The setup is pure How I Met Your Mother, but with a soul. Abigail Breslin, fresh off her Little Miss Sunshine (2006) fame, plays Maya, a precocious ten-year-old who has just had her first "sex ed" class and naturally wants to know how her soon-to-be-divorced father, Will (Ryan Reynolds), met her mother. Will agrees to tell the story but changes the names and some details, turning his romantic history into a "whodunnit"—or rather, a "who-is-it."
Politics, Pagers, and Pre-Deadpool Charm
What makes this film stand out from the 27 Dresses or Bride Wars pack of the late 2000s is its setting. Will arrives in New York in 1992 to work on the Bill Clinton campaign. I watched this recently on a Tuesday night while eating a bowl of cereal that was 40% milk and 60% regret, and I was struck by how much the film leans into the political idealism of that era. It’s a movie where characters actually have jobs and opinions; they argue about healthcare reform and smoking in bars.
Looking back, this was a pivotal moment for Ryan Reynolds. At this point, he was still trying on different hats—the slapstick guy from National Lampoon's Van Wilder (2002) didn't quite fit anymore, and the action hero of Blade: Trinity (2004) felt forced. In Definitely, Maybe, he finds a middle ground of "approachable leading man" that is infinitely more charming than his current 'I’m-too-cool-for-this-script' persona. He plays Will with a genuine sense of disappointment that feels earned as the years (and the girlfriends) tick by.
The Three Graces of the Mystery
The "mystery" works because the three women in Will’s life are not just archetypes; they are genuinely distinct human beings. You have Emily (Elizabeth Banks), the college sweetheart who represents the "perfect" life left behind in Wisconsin. Then there’s Summer (Rachel Weisz), the sophisticated, ambitious journalist who is involved with a much older, alcoholic professor played with magnificent grumpiness by Kevin Kline (who steals every single scene he’s in).
But the heart of the film is April, played by Isla Fisher.
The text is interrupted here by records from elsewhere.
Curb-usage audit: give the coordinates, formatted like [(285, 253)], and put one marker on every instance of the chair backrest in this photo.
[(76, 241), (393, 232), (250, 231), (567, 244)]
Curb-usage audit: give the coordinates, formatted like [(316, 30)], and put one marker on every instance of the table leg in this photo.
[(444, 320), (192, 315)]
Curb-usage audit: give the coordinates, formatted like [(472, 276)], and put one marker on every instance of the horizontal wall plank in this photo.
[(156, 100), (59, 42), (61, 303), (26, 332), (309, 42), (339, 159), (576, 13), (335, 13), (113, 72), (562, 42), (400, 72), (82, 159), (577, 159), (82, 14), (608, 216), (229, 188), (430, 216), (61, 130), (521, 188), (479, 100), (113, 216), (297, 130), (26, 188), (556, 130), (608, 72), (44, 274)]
If you only know her from Wedding Crashers (2005), her performance here is a revelation. She’s the copy girl who has no interest in politics, the one who challenges Will’s "rising star" trajectory. Their chemistry is the engine of the movie. There’s a scene involving a lost copy of Jane Eyre that is shamelessly manipulative and yet I fall for it every single time.
Director Adam Brooks (who wrote the screenplay for French Kiss) treats the passage of time with a light touch. We see the tech change—the clunky cell phones, the pagers, the transition from analog to digital—but it never feels like a "remember the 90s?" checklist. It feels like a life being lived. The score by Clint Mansell (the guy behind the haunting music in Requiem for a Dream) is surprisingly gentle, eschewing the typical "bouncy" rom-com strings for something more reflective.
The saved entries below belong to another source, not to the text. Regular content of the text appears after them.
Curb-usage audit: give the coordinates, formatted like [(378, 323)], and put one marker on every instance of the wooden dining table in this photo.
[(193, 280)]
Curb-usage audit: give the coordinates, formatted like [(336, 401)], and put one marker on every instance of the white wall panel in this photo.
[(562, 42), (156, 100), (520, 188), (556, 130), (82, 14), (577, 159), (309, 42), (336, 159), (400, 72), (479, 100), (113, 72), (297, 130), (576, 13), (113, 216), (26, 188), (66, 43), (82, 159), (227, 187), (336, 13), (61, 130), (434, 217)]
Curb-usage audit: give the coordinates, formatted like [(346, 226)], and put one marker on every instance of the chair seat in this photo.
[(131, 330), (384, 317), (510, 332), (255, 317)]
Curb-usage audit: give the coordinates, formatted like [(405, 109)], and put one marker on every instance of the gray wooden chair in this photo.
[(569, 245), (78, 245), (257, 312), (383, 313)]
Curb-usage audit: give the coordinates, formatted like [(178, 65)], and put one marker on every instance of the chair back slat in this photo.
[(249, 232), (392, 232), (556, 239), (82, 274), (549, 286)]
The DVD Era and the Cult of Comfort
While Definitely, Maybe was a modest success at the box office, it really found its legs in the "DVD as a lifestyle" era. This was a prime candidate for the "3 for $20" bin at Blockbuster, and it became a staple of cable TV rotations. It’s a "comfort movie" in the truest sense—the kind of film you start watching halfway through on a Sunday afternoon and suddenly realize you’ve missed your dinner reservation.
The film has developed a devoted following because it respects its audience's intelligence. It doesn't rely on "the big misunderstanding" trope where two people just need to talk for five minutes to solve the plot. Instead, the obstacles are timing, ambition, and the messy reality that sometimes you love the right person at the very wrong time.
There’s a bit of trivia that fans always point to: the book The Definitely Maybe isn't a real thing, but the film’s title actually nods to the Oasis album Definitely Maybe. It captures that mid-90s Britpop-adjacent energy of searching for something meaningful in a world that’s moving a bit too fast. It’s also one of the few films that managed to shoot in New York and make it look like a place where people actually live, rather than a polished movie set.
In the grand scheme of the 2000s rom-com boom, Definitely, Maybe is the one that aged the best because it wasn't trying to be "trendy." It’s a literate, well-acted, and genuinely moving look at how we become the people we are. If you’ve dismissed it as just another Ryan Reynolds vehicle, give it another look—it’s a reminder that even in a genre filled with clichés, a little bit of structural ambition goes a long way. This is the "comfort watch" that actually rewards your attention.